I think it’s hard for many of us in support groups who use these pages to really believe this. Alternatively, the symptoms suffered are being under estimated in terms of severity and/or impact on an even reasonable quality of life. Longevity comes second to quality of live or even the ability to live a restrictive life without pain or symptom free enough to allow some sense of tranquility.

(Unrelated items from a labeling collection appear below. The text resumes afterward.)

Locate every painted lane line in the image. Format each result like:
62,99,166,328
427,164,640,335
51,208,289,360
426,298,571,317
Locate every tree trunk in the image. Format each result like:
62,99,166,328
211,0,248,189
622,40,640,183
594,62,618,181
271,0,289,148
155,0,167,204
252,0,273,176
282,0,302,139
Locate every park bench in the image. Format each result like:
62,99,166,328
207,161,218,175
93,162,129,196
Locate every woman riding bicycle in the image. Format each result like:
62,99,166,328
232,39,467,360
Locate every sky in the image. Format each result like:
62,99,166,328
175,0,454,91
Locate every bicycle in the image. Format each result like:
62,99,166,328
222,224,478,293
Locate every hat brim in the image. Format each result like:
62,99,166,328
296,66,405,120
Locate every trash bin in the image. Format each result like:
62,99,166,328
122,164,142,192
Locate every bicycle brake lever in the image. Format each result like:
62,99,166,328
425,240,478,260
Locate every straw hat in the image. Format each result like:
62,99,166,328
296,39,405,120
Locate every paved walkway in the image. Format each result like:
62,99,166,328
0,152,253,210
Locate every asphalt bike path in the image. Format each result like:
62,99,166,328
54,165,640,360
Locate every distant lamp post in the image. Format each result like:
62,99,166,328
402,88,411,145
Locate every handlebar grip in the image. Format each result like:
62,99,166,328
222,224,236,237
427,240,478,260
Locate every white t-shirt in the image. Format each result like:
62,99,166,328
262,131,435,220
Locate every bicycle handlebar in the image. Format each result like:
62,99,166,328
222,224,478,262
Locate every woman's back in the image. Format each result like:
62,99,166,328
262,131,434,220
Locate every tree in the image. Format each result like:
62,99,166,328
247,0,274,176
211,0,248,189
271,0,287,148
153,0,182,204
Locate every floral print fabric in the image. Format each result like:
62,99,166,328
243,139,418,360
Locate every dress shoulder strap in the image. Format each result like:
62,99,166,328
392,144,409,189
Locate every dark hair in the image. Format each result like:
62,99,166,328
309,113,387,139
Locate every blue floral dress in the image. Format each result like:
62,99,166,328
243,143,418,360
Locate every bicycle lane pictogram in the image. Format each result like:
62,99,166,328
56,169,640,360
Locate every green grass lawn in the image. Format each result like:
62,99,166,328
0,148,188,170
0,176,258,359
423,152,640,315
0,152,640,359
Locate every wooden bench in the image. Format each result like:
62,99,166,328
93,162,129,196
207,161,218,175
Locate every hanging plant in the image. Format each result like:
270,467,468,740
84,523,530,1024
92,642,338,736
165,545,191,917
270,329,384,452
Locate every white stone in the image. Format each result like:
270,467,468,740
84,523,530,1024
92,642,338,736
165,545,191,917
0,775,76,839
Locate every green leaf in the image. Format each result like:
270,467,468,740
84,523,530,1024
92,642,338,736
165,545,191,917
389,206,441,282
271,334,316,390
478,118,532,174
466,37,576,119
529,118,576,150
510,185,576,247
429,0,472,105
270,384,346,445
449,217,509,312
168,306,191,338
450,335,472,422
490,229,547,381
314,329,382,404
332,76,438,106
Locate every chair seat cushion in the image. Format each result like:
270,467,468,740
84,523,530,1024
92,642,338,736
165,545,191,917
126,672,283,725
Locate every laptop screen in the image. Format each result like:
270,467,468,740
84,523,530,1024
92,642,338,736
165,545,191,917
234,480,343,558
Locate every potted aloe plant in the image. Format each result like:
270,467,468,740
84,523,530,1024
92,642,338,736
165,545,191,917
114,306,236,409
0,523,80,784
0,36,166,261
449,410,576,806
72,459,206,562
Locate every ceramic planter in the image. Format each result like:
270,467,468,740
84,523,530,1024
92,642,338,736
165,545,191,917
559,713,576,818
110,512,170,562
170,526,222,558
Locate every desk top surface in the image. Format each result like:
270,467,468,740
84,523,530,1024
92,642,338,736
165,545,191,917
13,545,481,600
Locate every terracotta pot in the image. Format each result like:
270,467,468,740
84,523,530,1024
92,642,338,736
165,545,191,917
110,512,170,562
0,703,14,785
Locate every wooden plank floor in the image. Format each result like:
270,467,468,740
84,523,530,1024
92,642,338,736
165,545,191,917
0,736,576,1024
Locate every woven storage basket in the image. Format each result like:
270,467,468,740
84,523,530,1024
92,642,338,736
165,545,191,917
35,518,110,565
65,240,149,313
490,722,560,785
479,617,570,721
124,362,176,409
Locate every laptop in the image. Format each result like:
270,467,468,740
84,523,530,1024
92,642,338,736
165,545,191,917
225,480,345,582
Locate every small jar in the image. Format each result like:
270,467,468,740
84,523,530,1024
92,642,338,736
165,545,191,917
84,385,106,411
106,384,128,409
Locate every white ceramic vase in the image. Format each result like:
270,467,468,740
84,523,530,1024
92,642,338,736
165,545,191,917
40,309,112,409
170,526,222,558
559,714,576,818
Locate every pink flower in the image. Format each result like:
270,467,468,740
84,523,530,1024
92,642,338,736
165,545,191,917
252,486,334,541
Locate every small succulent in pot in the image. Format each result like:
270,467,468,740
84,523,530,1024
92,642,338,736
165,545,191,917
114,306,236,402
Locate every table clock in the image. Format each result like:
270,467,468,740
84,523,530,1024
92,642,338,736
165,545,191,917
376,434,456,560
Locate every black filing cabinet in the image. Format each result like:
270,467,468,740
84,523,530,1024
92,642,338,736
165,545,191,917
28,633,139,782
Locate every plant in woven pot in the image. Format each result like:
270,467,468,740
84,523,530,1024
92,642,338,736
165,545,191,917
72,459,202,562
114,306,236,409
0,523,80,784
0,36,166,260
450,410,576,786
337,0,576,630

Yvonne, to a degree I agree with your statement however we would have varied on our wording probably. I have known of my HCM for 17 years having also suffered rather challenging symptoms before and yes since. Having an extended septal myectomy afforded me to survive but did not change and can not change the degree of stiffness of a left ventricle that has not been enormously thick but very stiff. Also having microvascular syndrome adds more to it. Now getting back to the Maron’s statement, you must read and acknowledge the words like “most,” when used to describe HCM by them. I know for an absolute fact that they are both fully aware and sympathetic to what some of us face and the challenges we have through life. With that I believe there is no intention to underestimate our plight but they are referencing ” most” patients in their research and findings. I will agree on first read I felt a bit left out and maybe under appreciated a bit also regarding what life with HCM is like for me and others like me ….so I think you are probably one like me with your variety of HCM. Yvonne it is hard but we must agree we are likely not the ” most” patients whom they refer to. I am sorry any of us have to struggle and quality is very important for those like us and quantity of time vs quality is not as important when the struggles are day in and day out. I wish you well and hope that through ongoing research doctors like the Marons will continue to learn and be able to someday balance the field more and give the ones whom are not most of the patients a better quality of life.